Space precludes discussion of the many more archaeological corroborations, such as the Pontius Pilate Inscription, the Pool of Siloam excavated in 2004, and the amazing Ketef Hinnom Amulets discovered in 1979 (with inscriptions of Nm 6:24-26 and Dt 7:9 perfectly matching the biblical Hebrew text — amazing since these seventh to sixth century BC amulets contain OT texts skeptics argued could not have been written until the 400s BC.)

Archaeology, then, has illuminated and corroborated the Bible in numerous ways. The interpreter finds in archaeology a good friend for understanding and substantiating Scripture.”

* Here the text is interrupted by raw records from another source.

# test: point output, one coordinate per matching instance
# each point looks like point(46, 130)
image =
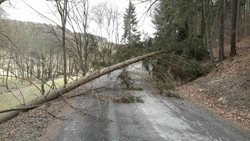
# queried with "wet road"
point(157, 119)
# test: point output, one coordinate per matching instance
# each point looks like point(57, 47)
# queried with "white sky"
point(18, 10)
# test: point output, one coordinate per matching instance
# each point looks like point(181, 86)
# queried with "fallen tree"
point(73, 85)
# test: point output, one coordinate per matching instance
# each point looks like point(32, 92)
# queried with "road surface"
point(157, 119)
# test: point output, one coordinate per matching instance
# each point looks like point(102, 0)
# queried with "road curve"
point(157, 119)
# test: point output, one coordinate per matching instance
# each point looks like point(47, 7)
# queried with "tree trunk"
point(234, 27)
point(71, 86)
point(221, 39)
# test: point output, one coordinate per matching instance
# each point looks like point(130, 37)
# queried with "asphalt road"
point(157, 119)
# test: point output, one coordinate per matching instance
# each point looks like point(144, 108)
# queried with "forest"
point(198, 52)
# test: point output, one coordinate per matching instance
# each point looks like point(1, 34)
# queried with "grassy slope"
point(225, 90)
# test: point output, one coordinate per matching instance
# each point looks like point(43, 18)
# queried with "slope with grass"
point(226, 89)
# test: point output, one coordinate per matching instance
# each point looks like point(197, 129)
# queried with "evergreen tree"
point(131, 35)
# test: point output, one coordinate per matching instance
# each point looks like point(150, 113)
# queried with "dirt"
point(226, 89)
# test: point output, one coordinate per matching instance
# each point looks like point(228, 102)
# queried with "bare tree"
point(221, 38)
point(234, 27)
point(62, 9)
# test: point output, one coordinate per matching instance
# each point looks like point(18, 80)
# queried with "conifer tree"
point(131, 35)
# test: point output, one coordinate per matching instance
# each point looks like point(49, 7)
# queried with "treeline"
point(32, 52)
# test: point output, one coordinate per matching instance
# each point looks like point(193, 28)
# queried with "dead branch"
point(73, 85)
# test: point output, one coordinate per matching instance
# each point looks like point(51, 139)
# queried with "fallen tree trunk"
point(71, 86)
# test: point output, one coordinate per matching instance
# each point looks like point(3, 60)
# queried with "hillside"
point(226, 89)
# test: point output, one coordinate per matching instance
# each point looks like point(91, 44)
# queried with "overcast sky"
point(18, 10)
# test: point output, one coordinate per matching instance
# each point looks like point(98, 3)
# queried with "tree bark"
point(234, 28)
point(71, 86)
point(221, 39)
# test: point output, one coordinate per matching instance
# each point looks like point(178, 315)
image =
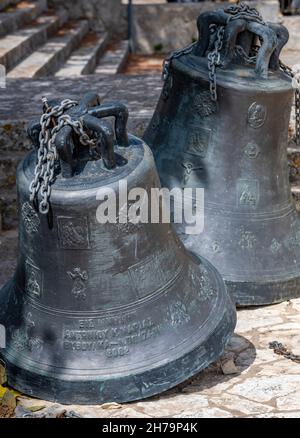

I don’t know about you, but I find this stuff encouraging and exciting. The fact that the people and things found within the Bible are set in history — and not merely “once upon a time in a land far away…” — should make them even more real to us as readers. These discoveries also not only provide insights into ancient history and peoples, which are valuable in themselves, but they give ever-increasing physical evidence that the biblical accounts are historically reliable. The Bible cannot be simply dismissed as fictions and fables.

If you are curious to dig into this subject more, in addition to the book mentioned in the opening quote, here are a couple more substantial texts: On the Reliability of the Old Testament (2003) by Kenneth Kitchen and Archaeology and the New Testament (1991) by John McRay. My copies are several years old, but there may be newer editions. An even older but handy introductory book that you might be able to find used is Archaeology and the Bible (1979) by Donald J. Wiseman and Edwin Yamauchi. (There are others, of course, but these are ones I am familiar with, and they are by respected archaeologists with a “high view” of Scripture.)